Todo, expresado con el mejor estilo literario de un José Rasero que se supera a sí mismo. Domina magistralmente el lenguaje, que alcanza calidades poéticas, sin resentirse nunca el dinamismo de la narración. Hay un afán lúdico que nos recuerda a Cortázar, y constantes guiños musicales: cada capítulo está encabezado por una nota del pentagrama, en la cabeza de Benito Bram suceden músicas de jazz, las letras de temas pop se incrustan en la narración, así como una serie de pintadas que aparecen misteriosamente, llegando a formar parte del texto. Al final hay un índice de estos grafitis y sus autores: el propio JRB, pero también Fernando Cañas, Valtonyc, Goytisolo, etc. En las descripciones de especímenes y situaciones subyace un humor patético que remite al esperpento de Valle-Inclán.

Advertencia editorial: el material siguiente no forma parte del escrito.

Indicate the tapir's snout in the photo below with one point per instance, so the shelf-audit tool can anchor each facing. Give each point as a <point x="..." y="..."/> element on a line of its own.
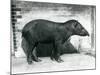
<point x="84" y="33"/>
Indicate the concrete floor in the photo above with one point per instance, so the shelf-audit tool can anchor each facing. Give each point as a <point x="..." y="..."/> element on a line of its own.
<point x="71" y="62"/>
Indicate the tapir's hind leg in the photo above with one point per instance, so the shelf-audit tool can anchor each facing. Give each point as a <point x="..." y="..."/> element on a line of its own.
<point x="34" y="56"/>
<point x="57" y="47"/>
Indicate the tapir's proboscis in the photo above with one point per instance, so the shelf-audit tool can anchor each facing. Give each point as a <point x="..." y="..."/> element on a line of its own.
<point x="45" y="31"/>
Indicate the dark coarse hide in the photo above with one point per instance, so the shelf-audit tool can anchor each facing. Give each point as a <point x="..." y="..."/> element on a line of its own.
<point x="47" y="32"/>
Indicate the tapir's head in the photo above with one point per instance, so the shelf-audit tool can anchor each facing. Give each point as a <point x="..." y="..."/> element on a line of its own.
<point x="77" y="28"/>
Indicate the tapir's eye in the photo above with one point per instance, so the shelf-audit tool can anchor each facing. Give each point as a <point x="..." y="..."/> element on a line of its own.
<point x="75" y="25"/>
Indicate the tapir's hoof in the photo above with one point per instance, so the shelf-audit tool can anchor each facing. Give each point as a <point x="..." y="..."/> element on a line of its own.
<point x="59" y="60"/>
<point x="52" y="58"/>
<point x="38" y="60"/>
<point x="29" y="62"/>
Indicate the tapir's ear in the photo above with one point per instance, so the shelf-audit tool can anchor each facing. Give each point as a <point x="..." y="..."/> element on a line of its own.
<point x="75" y="24"/>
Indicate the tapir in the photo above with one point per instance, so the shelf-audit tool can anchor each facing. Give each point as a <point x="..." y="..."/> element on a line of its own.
<point x="45" y="31"/>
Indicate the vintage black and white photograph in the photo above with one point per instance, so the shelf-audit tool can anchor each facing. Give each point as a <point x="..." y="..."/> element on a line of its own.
<point x="52" y="37"/>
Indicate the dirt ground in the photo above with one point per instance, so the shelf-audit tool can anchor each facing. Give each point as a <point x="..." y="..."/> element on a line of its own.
<point x="71" y="62"/>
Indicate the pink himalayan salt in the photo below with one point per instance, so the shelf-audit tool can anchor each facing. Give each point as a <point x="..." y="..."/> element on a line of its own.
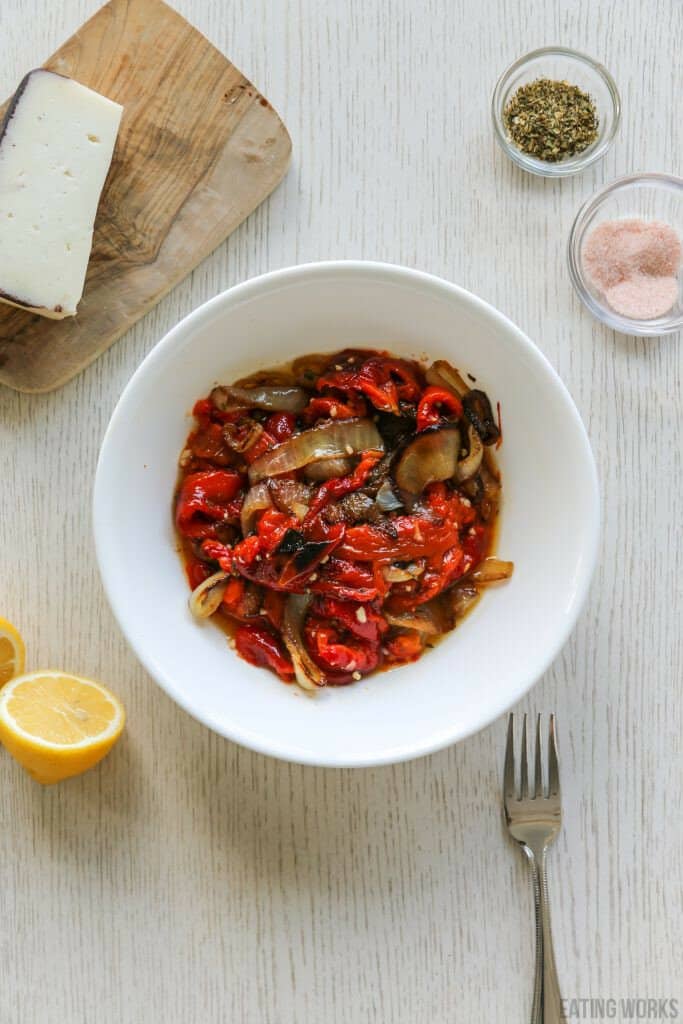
<point x="643" y="296"/>
<point x="635" y="263"/>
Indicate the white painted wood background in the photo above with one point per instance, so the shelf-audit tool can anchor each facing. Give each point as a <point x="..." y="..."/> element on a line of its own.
<point x="187" y="880"/>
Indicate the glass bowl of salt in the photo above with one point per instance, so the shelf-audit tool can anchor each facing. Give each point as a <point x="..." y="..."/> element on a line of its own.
<point x="625" y="254"/>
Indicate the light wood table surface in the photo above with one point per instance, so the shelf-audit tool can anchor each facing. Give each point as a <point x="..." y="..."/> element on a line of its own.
<point x="187" y="880"/>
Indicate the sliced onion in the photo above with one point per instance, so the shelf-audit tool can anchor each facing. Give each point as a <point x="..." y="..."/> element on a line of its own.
<point x="477" y="410"/>
<point x="206" y="598"/>
<point x="279" y="399"/>
<point x="420" y="622"/>
<point x="441" y="374"/>
<point x="308" y="676"/>
<point x="258" y="498"/>
<point x="468" y="466"/>
<point x="291" y="496"/>
<point x="328" y="440"/>
<point x="431" y="456"/>
<point x="386" y="499"/>
<point x="328" y="469"/>
<point x="240" y="439"/>
<point x="402" y="573"/>
<point x="492" y="570"/>
<point x="463" y="597"/>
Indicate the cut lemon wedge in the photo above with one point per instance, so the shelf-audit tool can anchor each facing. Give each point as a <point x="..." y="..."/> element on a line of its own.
<point x="57" y="725"/>
<point x="11" y="652"/>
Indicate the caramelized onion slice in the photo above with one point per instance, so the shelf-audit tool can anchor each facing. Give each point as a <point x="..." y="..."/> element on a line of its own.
<point x="276" y="399"/>
<point x="386" y="499"/>
<point x="419" y="621"/>
<point x="441" y="374"/>
<point x="328" y="440"/>
<point x="492" y="570"/>
<point x="470" y="465"/>
<point x="206" y="598"/>
<point x="291" y="496"/>
<point x="327" y="469"/>
<point x="308" y="676"/>
<point x="431" y="456"/>
<point x="258" y="499"/>
<point x="477" y="410"/>
<point x="463" y="597"/>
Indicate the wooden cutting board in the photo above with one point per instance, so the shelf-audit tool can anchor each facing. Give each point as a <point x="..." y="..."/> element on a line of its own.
<point x="199" y="148"/>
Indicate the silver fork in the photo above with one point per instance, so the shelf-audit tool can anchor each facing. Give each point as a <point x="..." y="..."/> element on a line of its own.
<point x="534" y="819"/>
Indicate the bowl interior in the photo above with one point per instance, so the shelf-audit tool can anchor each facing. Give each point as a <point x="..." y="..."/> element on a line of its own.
<point x="561" y="66"/>
<point x="549" y="517"/>
<point x="654" y="198"/>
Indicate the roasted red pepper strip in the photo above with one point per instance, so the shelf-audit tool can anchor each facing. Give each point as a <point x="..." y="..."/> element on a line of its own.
<point x="206" y="499"/>
<point x="281" y="426"/>
<point x="341" y="485"/>
<point x="428" y="408"/>
<point x="347" y="581"/>
<point x="330" y="408"/>
<point x="441" y="571"/>
<point x="411" y="538"/>
<point x="259" y="645"/>
<point x="333" y="653"/>
<point x="220" y="553"/>
<point x="271" y="527"/>
<point x="406" y="647"/>
<point x="384" y="382"/>
<point x="361" y="620"/>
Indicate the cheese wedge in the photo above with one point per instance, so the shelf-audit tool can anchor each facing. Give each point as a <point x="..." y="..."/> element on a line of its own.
<point x="55" y="148"/>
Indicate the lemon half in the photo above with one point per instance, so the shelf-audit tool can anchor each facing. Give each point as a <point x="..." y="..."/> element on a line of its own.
<point x="57" y="725"/>
<point x="12" y="652"/>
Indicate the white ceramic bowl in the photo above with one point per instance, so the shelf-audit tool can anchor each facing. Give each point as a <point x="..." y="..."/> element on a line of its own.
<point x="549" y="521"/>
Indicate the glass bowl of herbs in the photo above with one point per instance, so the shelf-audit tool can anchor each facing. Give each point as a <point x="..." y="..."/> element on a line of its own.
<point x="555" y="112"/>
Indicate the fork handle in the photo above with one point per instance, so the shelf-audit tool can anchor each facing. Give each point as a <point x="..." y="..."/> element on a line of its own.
<point x="547" y="1004"/>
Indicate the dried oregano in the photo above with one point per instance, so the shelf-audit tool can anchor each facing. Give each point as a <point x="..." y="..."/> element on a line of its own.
<point x="551" y="120"/>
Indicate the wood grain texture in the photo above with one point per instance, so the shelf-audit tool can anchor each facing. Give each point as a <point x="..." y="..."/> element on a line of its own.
<point x="199" y="148"/>
<point x="188" y="880"/>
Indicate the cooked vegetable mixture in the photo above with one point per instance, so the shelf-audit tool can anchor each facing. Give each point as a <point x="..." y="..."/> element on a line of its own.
<point x="338" y="516"/>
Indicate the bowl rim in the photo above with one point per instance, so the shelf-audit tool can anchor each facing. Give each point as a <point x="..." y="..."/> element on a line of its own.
<point x="588" y="209"/>
<point x="575" y="164"/>
<point x="273" y="280"/>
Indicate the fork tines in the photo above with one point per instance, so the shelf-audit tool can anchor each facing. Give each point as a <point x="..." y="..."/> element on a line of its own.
<point x="538" y="791"/>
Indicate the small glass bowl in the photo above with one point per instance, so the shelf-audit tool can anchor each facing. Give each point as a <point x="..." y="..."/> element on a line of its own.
<point x="561" y="65"/>
<point x="650" y="197"/>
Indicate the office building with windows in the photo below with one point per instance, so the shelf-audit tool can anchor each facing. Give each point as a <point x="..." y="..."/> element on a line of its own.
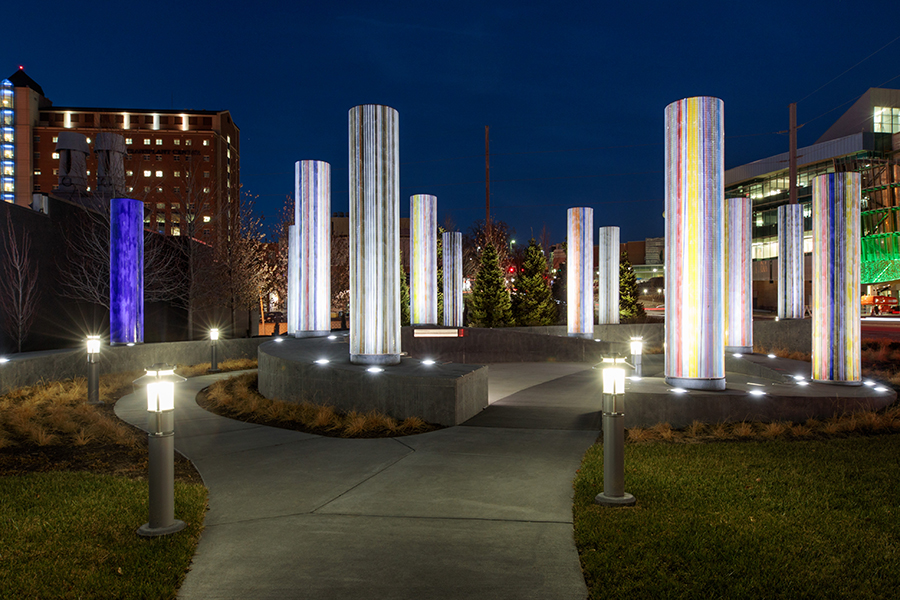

El elemento culinario hace más sabrosa la lectura y se ha convertido en un aditivo casi obligado —desde Vázquez Montalbán a Andrea Camilleri, pasando por Donna Leon— de las novelas policíacas o detectivescas. Particularmente intenso resulta el episodio de la merluza que compra Benito Bram en el mercado de abastos, pasea en una bolsa durante sus pesquisas y cuece finalmente sobre un infernillo de gas en la vía pública. En fin, para chuparse los dedos es esta nueva entrega de las aventuras del sabueso gaditano, donde todo está cocinado al detalle sin perder su atractiva frescura, con los ingredientes precisos y la más extraordinaria inspiración.